Readable public domain books translated to English
March 17, 2011 7:44 PM   Subscribe

Can you recommend any books in translation I might want to read that are public domain?

I've recently been given a Kindle and am smitten by it, and particularly love the access it has given me to older books in the public domain.

But so far I've stuck to books written originally in English. I find that sometimes you'll read a book in translation and never give a moment's thought to the fact that the book wasn't originally written in English, but sometimes the translation seems to get between you and the book. Generally I seem to prefer more recent translations, but that poses a problem with my aim to get as much out of Project Gutenberg and similar as I possibly can.

The question is more about the readability of the translation than either the quality of the translated work or the accuracy of the translation. I'll take it on trust long enough to read it that Kurt Hamsun's Hunger is as good as people say it is, and I'm in no position to judge any translation's strength against 99.99% of other languages. So, have you read any free books in translation and enjoyed them as a read?
posted by calico to Writing & Language (7 answers total) 4 users marked this as a favorite
 
This is a good question; old translations that are still decent are hard to find.

The one real suggestion I have is Constance Garnett, whose translations of Russian novels are popular (though I can't say how they compare to newer ones).

Unfortunately the only other books I can think of are nonfiction, and really boring (unless you're into that kind of thing). Norman Kemp Smith's translation of Kant's Critique of Pure Reason is almost as good as recent ones (and way better than the other public domain version, by Meiklejohn). And there are some who swear by Thomas Hobbes' translation of Thucydides' Peloponnesian War, but I haven't read it.
posted by Chicken Boolean at 8:46 PM on March 17, 2011


Garnett's Russian translations are readable, but the quality is definitely weak in terms of fidelity as well as completeness (e.g., there are stories where she just skipped whole scenes because they were too difficult to translate). Nonetheless, if its her version of Brothers Karamazov or nothing, the book is definitely still worth it (and same for most of the Dostoevsky/Tolstoy).

Jowett's translations of Plato are a little bit archaic sounding, but definitely readable. If you're comfortable with 19th century British lit, you'll find the style tolerable.
posted by philosophygeek at 9:27 PM on March 17, 2011


I have less to say on quality than on quantity, so long as you're looking for free...

Keep in mind that the works under American copyright law available on gutenberg.org are a different selection than you can find under the slightly more liberal copyright laws of the Australian gutenberg -- for example, while gutenberg.org has only the first volume of Proust in English translation, Swann's Way, gutenberg.net.au has all of the volumes in C.K. Scott Moncrieff's translation from the 1920s.
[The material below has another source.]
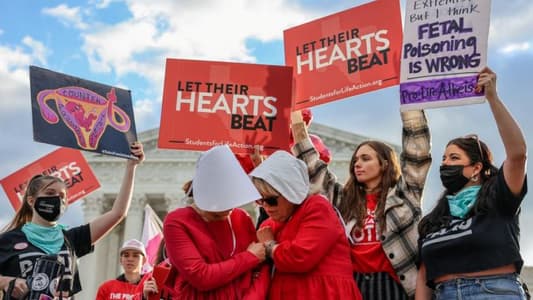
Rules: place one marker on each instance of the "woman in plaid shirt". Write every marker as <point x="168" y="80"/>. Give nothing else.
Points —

I still haven't cracked Proust yet, but I did like Moncrieff's translation of Stendhal's The Red and the Black. I can't vouch for it authoritatively, but I suspect that Moncrieff cheated less on accuracy than Garnett did.
posted by ivan ivanych samovar at 9:31 PM on March 17, 2011


I've read very little of Jowett's Plato and I don't remember it well, but this is how Tom Stoppard portrayed him in The Invention of Love:

Jowett: A Platonic enthusiasm as far as Plato was concerned meant an enthusiasm of the kind that would empty the public schools and fill the prisons were it not nipped in the bud. In my translation of the Phaedrus it required all my ingenuity to rephrase his description of paederastia into the affectionate regard as exists between an Englishman and his wife. Plato would have made a transposition himself if he had the good fortune to be a Balliol man.
posted by Chicken Boolean at 9:38 PM on March 17, 2011


I see Project Gutenberg has this, from the Chinese, by the great Arthur Waley.
posted by Abiezer at 2:52 AM on March 18, 2011


Response by poster: Thanks very much for the answers!

Chicken Boolean & philosophygeek: I think Ernest Hemingway recommends Garrett's versions in A Movable Feast - anyway, I remember reading about her somewhere when I was 19 - and tried to read her version of Crime and Punishment but lost interest somewhere in the first 4 chapters or so. I've always blamed the translation but perhaps I will give her another go. There are quite a few things I couldn't read then that I can now.

ivan ivanych samovar: Sounds interesting, and I've never read any Proust at all or any Stendhal. I will look into this.

Abiezer: Wonderful! I was sure I'd searched for Waley on Gutenberg but perhaps I only looked for him on manybooks.net. I love my copy of his 170 Chinese Poems so I'm really pleased you've pointed me to this.
posted by calico at 1:56 PM on March 18, 2011


I've read some Project Gutenberg Jules Verne where the faint hint of period language lends authenticity rather than creates a barrier, and those quirks also mean that the translation is invisible.